See more of this London home after the jump!
Image above: The Eames chair was a recent birthday present from Olivier and my first bit of designer furniture, it makes me feel very grown up! The cushion is by Donna Wilson (she also designed the round Owl and the Pussycat cushion in another image), she’s a great Scottish designer who creates cute lambswool cushions and also quirky knitted ‘creatures.’ I love having all my art and architecture books on display, alongside cards from loved ones and a ‘c,’ which my mother found for me on eBay. It’s apparently French. I also have an unhealthy stash of British Vogue magazines!
Image above: The paint is Dulux brilliant white.
Image above: I’m really into colour coding books at the moment, I think it makes more of a feature out of them.

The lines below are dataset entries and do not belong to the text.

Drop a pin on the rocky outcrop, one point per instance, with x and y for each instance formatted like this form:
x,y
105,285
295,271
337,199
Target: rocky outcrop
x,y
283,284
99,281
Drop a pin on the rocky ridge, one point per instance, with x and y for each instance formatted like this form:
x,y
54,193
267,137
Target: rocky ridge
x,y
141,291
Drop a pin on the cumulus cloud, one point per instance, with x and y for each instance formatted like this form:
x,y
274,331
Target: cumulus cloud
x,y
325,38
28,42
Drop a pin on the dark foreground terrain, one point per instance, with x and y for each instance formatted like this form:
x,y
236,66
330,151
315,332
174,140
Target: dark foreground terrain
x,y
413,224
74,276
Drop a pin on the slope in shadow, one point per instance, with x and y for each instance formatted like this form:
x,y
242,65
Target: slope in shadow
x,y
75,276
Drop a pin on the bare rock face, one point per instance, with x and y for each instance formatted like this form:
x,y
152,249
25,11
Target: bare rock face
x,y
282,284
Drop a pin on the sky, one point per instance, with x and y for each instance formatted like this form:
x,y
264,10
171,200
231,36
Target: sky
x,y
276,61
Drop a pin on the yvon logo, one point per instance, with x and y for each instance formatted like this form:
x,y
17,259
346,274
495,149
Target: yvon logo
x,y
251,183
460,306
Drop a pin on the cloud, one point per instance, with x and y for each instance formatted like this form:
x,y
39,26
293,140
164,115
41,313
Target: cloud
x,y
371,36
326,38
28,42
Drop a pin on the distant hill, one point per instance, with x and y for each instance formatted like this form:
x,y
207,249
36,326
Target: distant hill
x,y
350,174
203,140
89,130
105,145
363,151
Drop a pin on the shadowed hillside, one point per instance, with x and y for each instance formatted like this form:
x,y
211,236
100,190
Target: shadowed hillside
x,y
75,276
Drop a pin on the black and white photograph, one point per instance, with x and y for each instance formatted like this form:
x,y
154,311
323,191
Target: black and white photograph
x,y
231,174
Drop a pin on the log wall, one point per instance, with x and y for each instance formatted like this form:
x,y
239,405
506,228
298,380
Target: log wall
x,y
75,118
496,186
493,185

Image above: The kitchen is from Ikea and has lasted so well, I really would recommend them. The paint is French grey by Little Greene. I love collecting vintage teacups, saucers, jugs and teapots.
Image above: The French sign is from an antique shop near Devon, we Googled the street name and it is somewhere in the west of France near Brest. I made the pin board myself by painting a standard cork board. There’s a picture of my family dog, Percy, the cocker spaniel in a bowler hat and various cards with dachshunds on them from Olivier.

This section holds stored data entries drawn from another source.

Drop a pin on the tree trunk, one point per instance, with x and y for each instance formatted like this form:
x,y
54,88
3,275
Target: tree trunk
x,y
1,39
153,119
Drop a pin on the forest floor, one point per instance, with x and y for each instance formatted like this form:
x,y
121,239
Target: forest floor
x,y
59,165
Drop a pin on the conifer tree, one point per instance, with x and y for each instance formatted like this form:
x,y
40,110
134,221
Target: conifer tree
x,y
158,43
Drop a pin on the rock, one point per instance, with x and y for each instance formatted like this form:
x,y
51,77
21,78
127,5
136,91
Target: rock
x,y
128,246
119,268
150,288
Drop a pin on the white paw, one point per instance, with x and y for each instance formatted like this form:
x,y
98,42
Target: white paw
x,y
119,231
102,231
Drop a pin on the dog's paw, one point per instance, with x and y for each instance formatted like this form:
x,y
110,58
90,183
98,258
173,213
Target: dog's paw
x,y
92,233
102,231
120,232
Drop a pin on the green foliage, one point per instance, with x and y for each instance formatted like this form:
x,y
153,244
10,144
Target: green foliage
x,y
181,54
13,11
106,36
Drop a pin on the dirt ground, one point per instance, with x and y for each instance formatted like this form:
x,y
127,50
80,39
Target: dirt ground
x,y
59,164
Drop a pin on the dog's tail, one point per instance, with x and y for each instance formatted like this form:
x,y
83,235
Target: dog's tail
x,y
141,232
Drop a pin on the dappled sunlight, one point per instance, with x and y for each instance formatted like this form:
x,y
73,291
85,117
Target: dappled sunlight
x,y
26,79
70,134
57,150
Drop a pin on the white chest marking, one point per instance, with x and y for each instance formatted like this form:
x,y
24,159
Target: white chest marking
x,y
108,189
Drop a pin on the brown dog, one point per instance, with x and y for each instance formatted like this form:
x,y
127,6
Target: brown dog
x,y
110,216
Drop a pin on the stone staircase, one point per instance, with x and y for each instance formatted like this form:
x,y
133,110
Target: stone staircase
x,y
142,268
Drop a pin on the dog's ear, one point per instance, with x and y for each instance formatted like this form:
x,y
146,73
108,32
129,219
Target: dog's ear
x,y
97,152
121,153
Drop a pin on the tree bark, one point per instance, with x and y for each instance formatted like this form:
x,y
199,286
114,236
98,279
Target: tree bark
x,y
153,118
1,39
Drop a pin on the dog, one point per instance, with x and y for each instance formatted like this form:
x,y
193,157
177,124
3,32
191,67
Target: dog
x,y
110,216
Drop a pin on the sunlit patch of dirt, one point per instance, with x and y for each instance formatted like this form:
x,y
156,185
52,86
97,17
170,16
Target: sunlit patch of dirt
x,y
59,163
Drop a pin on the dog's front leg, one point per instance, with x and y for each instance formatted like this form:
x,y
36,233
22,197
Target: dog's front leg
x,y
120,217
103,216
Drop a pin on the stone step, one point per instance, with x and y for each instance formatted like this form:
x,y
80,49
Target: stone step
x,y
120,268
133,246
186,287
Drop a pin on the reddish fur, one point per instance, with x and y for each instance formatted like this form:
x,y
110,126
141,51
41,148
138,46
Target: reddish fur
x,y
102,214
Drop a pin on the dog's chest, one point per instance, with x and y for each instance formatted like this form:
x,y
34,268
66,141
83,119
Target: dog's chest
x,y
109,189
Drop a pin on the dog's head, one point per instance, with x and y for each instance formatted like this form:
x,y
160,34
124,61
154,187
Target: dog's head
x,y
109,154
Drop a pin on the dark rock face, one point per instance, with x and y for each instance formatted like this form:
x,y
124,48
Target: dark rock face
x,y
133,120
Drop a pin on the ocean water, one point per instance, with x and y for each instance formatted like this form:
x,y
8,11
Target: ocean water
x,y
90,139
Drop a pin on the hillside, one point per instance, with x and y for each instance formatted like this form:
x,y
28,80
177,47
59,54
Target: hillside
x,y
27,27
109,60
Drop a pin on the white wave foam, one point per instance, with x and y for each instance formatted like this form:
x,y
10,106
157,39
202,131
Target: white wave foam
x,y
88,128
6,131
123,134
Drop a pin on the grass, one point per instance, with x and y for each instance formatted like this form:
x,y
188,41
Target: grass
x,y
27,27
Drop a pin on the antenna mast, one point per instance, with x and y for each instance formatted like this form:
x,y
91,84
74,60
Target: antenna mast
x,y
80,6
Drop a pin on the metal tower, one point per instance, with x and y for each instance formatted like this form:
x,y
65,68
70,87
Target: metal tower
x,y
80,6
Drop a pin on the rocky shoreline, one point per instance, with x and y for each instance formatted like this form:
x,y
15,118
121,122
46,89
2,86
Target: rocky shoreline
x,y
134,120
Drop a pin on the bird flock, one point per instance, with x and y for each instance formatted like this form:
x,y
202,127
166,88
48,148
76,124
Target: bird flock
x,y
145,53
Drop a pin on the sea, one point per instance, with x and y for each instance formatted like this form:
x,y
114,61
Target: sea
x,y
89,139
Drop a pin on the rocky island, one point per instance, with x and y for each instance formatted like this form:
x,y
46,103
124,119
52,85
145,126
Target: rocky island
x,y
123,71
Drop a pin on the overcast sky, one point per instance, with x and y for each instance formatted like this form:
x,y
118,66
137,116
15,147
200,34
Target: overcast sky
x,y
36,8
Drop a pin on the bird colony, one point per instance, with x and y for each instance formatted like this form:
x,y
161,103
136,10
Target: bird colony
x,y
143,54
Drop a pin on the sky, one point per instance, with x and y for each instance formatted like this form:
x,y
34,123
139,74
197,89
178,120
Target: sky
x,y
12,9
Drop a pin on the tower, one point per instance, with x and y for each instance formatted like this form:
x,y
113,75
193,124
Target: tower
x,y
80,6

Image above: The chair was picked up from the same antique market as the dining chairs for £20, while the mirror is from Ikea. I love putting up postcards randomly on walls, it’s like commitment free art (and very kind on the wallet, too).
Image above: The wall hanging above the bed is from India. I went on a month-long trip a couple of years ago with my best friend. We found this in a small shop on the winding streets of Jaisalmer near the desert in Rajastan. My boyfriend is a big Maximo Park fan.
Image above: More colour coordinated bookshelves. The vintage letter trays I found on eBay and are great for sorting out clutter. The Anglepoise lamp was a present from Olivier.
Image above: Donna Wilson Owl and the Pussycat cushion bought at her recent sample sale. I love Scandinavian design and these String shelves perfectly fit with that look. The lamp was found dusty and neglected at a flea market for a tenner.